Why single models aren't enough
Even the most capable LLMs have hard limitations: they hallucinate facts, their knowledge freezes at a training cutoff, they cannot access private data, and they cannot take actions in the real world. Scaling model size helps, but with diminishing returns. At some point, throwing more parameters at the problem costs more than engineering a better system around a capable-enough model.
This is the core insight behind compound AI systems: the system is the product, not the model. The model is one component among many.
What makes a system "compound"
A compound AI system has multiple interacting components that each handle a different part of the task:
- Models — one or more LLMs, potentially of different sizes or specialisations.
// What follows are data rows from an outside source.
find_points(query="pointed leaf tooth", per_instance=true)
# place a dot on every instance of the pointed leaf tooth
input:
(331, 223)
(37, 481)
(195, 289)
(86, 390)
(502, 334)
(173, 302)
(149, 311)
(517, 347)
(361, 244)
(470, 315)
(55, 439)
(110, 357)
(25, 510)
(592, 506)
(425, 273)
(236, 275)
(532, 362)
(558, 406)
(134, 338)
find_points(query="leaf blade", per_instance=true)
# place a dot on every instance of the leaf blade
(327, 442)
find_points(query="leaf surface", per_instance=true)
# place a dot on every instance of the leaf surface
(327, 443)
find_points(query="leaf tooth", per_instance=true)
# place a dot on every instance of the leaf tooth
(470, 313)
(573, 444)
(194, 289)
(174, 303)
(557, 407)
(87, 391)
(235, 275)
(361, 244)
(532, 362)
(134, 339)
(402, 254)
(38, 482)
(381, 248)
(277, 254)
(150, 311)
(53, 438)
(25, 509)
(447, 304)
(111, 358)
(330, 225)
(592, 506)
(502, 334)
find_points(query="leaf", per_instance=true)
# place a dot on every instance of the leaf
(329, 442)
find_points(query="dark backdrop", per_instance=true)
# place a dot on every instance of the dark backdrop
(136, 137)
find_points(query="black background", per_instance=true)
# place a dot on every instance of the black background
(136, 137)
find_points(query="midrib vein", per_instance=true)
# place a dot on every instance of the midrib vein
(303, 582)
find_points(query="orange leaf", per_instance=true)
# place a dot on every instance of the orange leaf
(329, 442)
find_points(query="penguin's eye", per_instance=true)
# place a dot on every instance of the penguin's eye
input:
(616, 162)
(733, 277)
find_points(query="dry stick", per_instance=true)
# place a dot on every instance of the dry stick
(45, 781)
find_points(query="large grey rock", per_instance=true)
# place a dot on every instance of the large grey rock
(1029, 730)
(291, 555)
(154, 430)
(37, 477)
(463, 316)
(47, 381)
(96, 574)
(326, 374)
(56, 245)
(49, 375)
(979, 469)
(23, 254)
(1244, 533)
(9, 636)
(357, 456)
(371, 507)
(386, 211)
A fast model handles simple routing while a more capable model tackles complex reasoning.
- Retrievers — vector search, keyword search, or knowledge graph lookups that feed relevant context into the model at inference time, grounding its outputs in real data.
- Tools — code executors, calculators, API clients, database connectors. Anything the model cannot do through text generation alone.
- Control flow — the logic that ties everything together: conditional branching, loops, retry policies, human-in-the-loop gates, and output validators.
Real-world examples
RAG systems are the most widespread compound AI pattern — a retriever fetches relevant documents, a model synthesises an answer grounded in those documents, and a validator checks for hallucination. Simple, but already far more reliable than a model answering from memory alone.
More sophisticated examples include agent pipelines where a planning model decomposes a task, specialist models handle subtasks, and an evaluator model checks the final output. DoorDash uses a compound system for fraud investigation that combines transaction analysis, pattern matching, and LLM-based reasoning. LinkedIn's support system routes queries through classification, retrieval, and generation stages with human escalation at confidence thresholds.
The common thread: each component does what it is best at, and the system is designed so that the weaknesses of one component are covered by the strengths of another.